Is there a way to use vector style data groupings in Beast Mode?

I am trying to find a quicker way to use grouped data values in a column to filter an issue.  Let's say I want to say any records that are A,B, and D  should be marked "Inefficient" out of column Alpha that has values A,B,C,D,E.  In something like R I would do this by using a similar code:

 

v-Inefficient <- c{"A","B","D"}

 

 Using that logic utilize some kind of beast mode where:

 

(Case when Alpha = v-Inefficient then 'Inefficient'

else efficient

end)

Even if I could have a method of grouping to filter in the beast mode like:

(Case when Aplpha = {'A', 'B', 'D'} then 'v-Inefficient'

else 'Efficient'

End)

Is there a way to replicate this concept in a Domo Beast mode?  I have some situations where I am grouping off of larger beast modes, and then boiling down those beast mode results to isolated criteria per a filter.

Best Answer

  • KurtF
    Accepted Answer

    In SQL syntax we write this as follows:

     

    CASE

    WHEN `Alpha` IN ('A', 'B', 'D')

         THEN `v-Inefficient`

    WHEN `Alpha` IN ('C', 'E')

         THEN `v-Efficient`

    END

     

    This should do exactly what you are looking for.

     

     

Answers

  • You can't declare variables or nest Beast Bodes in Beast Mode, but something like a case statement using LIKE would work.  It would just get 'wordy'?

     

    CASE

    WHEN Alpha LIKE '%A%' OR Alpha LIKE '%B%' or Alpha LIKE '%D%' 

    THEN 'v-Inefficient'

    ELSE 'Efficient'

    END

  • Yeah, my beast modes were getting ridiculously wordy... I was also overlaying other beast modes that would have more words, so I was hoping there was a quick and dirty simple way through.  What you are showing is the only method I can find to work as well.  Thank you so much for you help and time.

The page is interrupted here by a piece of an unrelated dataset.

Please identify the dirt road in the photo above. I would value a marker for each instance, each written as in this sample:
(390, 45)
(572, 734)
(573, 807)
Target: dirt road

  • Nested beast modes would take care of this pretty quick, so you could reuse code and keep busy beast modes simpler. Until then, to crazy town we go.

  • I read your message to mean the field would contain a string of comma separated values like 'A,B,D'.  In that case, the LIKE style statement would be correct.  If the column is only ever a single character, @KurtF's response is the better, simpler way.